Customer Segmentation and Strategy using RFM Analysis in RStudio

Tri Imam Wicaksono
4 min readApr 7, 2019

--

What is RFM Analyis?

Source:www.blastam.com

RFM (Recency, Frequency, Monetary) analysis is a proven marketing model for behavior based customer segmentation. It groups customers based on their transaction history — how recently, how often and how much did they buy.

RFM helps divide customers into various categories or clusters to identify customers who are more likely to respond to promotions and also for future personalization services.

RECENCY (R): Days since last purchase
FREQUENCY (F): Total number of purchases
MONETARY VALUE (M): Total money this customer spent

Example of RFM Scores by Segment
Read more about Segmentation

Order Recency Score

• Order Recency = 4 (ordered in the last 1 to 7 days)
• Order Recency = 3 (ordered in the last 8 to 14 days)
• Order Recency = 2 (ordered in the last 15 to 30 days)
• Order Recency = 1 (ordered more than 31 days ago)

Order Frequency Score

Frequency is based on quartiles.
• Order Frequency = 4 (more then top 25% orders)
• Order Frequency = 3 (quartile 3)
• Order Frequency = 2 (quartile 2)
• Order Frequency = 1 (1 order)

Monetary Score

Monetary is based on quartiles.
• Monetary = 4 (quartile 4)
• Monetary = 3 (quartile 3)
• Monetary = 2 (quartile 2)
• Monetary = 1 (quartile 1)

Dataset

The dataset can be downloaded from UCI Machine Learning Repository.

library(readxl)
trx <- read_excel(“Online Retail.xlsx”)

The dataset is between 01/12/2010 and 09/12/2011.So, I decided to made the analysis date is 01/01/2012.

Data Cleaning

Delete all negative value in Quantity and UnitPrice.
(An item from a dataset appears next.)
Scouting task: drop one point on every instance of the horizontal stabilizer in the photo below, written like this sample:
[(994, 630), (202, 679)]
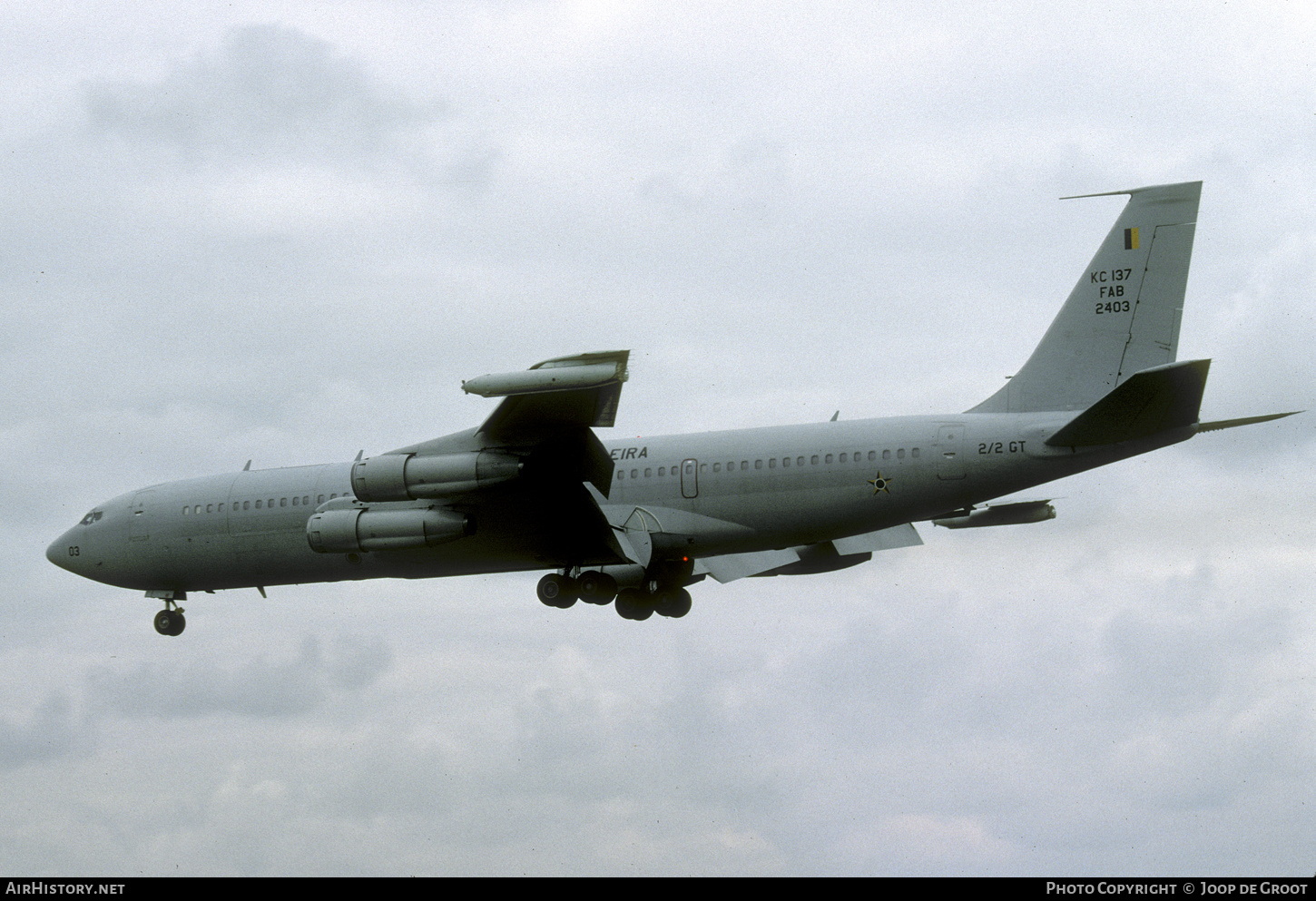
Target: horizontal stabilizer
[(1248, 420), (730, 567), (999, 514), (824, 556), (1145, 404)]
We also need to delete all NA value.

library(dplyr)
trx<- trx %>%
mutate(Quantity = replace(Quantity, Quantity<=0, NA),
UnitPrice = replace(UnitPrice, UnitPrice<=0, NA))
trx <- trx %>%na.omit(trx)

Change the character variables to factors and calculate the GMV. So, we get the customer historical purchased dataset

trx <- trx %>% 
mutate(InvoiceNo=as.factor(InvoiceNo), StockCode=as.factor(StockCode),
InvoiceDate=as.Date(InvoiceDate, ‘%m/%d/%Y’), CustomerID=as.factor(CustomerID),
Country=as.factor(Country))
trx <- trx %>%mutate(GMV = Quantity*UnitPrice)
df_customer <- trx%>% select(CustomerID,InvoiceDate,GMV)

RFM Analysis

We have to process the data to get Recency,Frequency, and Monetary from each customers.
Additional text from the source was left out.